Source: Bradautomates Claude Video 2026 04 29

bradautomates/claude-video is a Claude skill that closes the gap between Claude’s reading/synthesis capabilities and video input. It registers a /watch command that accepts a video URL or local file path, downloads via yt-dlp (300+ sources — YouTube, TikTok, Vimeo, Instagram, X), extracts duration-aware frame samples with ffmpeg, and transcribes using either native captions (free) or a Whisper API fallback (Groq preferred, OpenAI as alternate). MIT, 117 stars / 35 forks, latest release v0.1.2 (April 24, 2026). Multi-runtime: ships as a Claude Code plugin, a .skill upload for claude.ai, a Codex skill, and a manual clone for any agent that reads ~/.claude/skills/.

Key Takeaways

  • Solves the “Claude can’t watch videos” problem.

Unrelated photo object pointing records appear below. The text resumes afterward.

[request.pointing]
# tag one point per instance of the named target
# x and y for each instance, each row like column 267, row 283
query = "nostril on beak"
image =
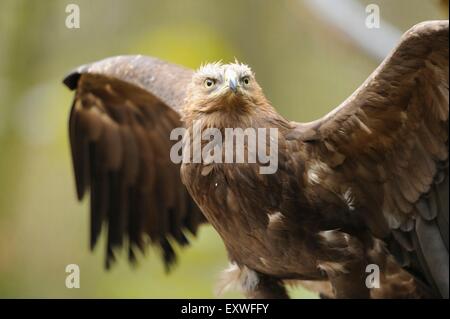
column 232, row 83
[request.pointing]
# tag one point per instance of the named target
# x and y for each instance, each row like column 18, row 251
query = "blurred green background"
column 304, row 65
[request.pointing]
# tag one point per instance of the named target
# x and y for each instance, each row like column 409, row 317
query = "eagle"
column 365, row 185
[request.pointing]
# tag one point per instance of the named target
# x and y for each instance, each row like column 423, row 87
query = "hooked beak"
column 232, row 83
column 232, row 79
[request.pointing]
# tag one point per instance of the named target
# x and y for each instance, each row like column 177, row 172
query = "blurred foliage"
column 305, row 67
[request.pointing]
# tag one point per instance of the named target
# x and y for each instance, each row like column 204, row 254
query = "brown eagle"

Without this skill, Claude has no native ability to ingest video. With it installed, /watch <url-or-path> returns timestamped frames + transcript ready for multimodal reasoning.
  • Adaptive frame budget. ≤30 s videos get ~30 frames; 1–3 min get ~60; 3–10 min get ~80; >10 min triggers a sparse-scan warning recommending focused re-runs over a time range. Hard caps at 2 fps minimum and 100 frames maximum keep token spend predictable.
  • Dual transcription path. Pulls native captions first (free, requires no API key). Falls back to Whisper via Groq (preferred) or OpenAI when no captions exist. --no-whisper disables audio entirely; --whisper groq|openai forces backend.
  • Multi-runtime install. Same repo ships four ways: /plugin marketplace add bradautomates/claude-video for Claude Code, watch.skill download for claude.ai web, git clone to ~/.codex/skills/watch for Codex, manual clone to ~/.claude/skills/watch for anything else. Same commands/ + SKILL.md pattern referenced in the project’s skill bundle build notes.
  • Stdlib-only API clients. whisper.py talks to Groq and OpenAI without third-party SDKs — no pip install openai etc. required beyond yt-dlp + ffmpeg.
  • 300+ sources via yt-dlp. YouTube is the headline case but TikTok, Vimeo, Instagram, X, and the rest of the yt-dlp supported-sites list work the same way. No private/authenticated-platform support.
  • Time-range slicing. --start MM:SS --end MM:SS clips the analysis window — the canonical workaround for >10-minute videos and the way to keep token budgets manageable on long-form content.
  • Optimal under 10 minutes. Beyond that, the skill warns that frame coverage gets sparse. Practical pattern: identify the section of interest with a transcript-only pass, then --start/--end for visual analysis.

Implementation

Tool/Service: bradautomates/claude-video (MIT)

Setup (Claude Code):

/plugin marketplace add bradautomates/claude-video
/plugin install watch@claude-video

Setup (claude.ai web): Download watch.skill from the GitHub releases page, then in claude.ai go to Settings → Capabilities → Skills and upload it.

Setup (Codex CLI):

git clone https://github.com/bradautomates/claude-video ~/.codex/skills/watch

Setup (manual / any agent that reads ~/.claude/skills/):

git clone https://github.com/bradautomates/claude-video ~/.claude/skills/watch

Required dependencies: ffmpeg, yt-dlp. The skill includes a setup.py preflight that auto-installs on macOS via brew; on Linux it prints apt / dnf / pipx guidance; on Windows it prints winget / pip guidance.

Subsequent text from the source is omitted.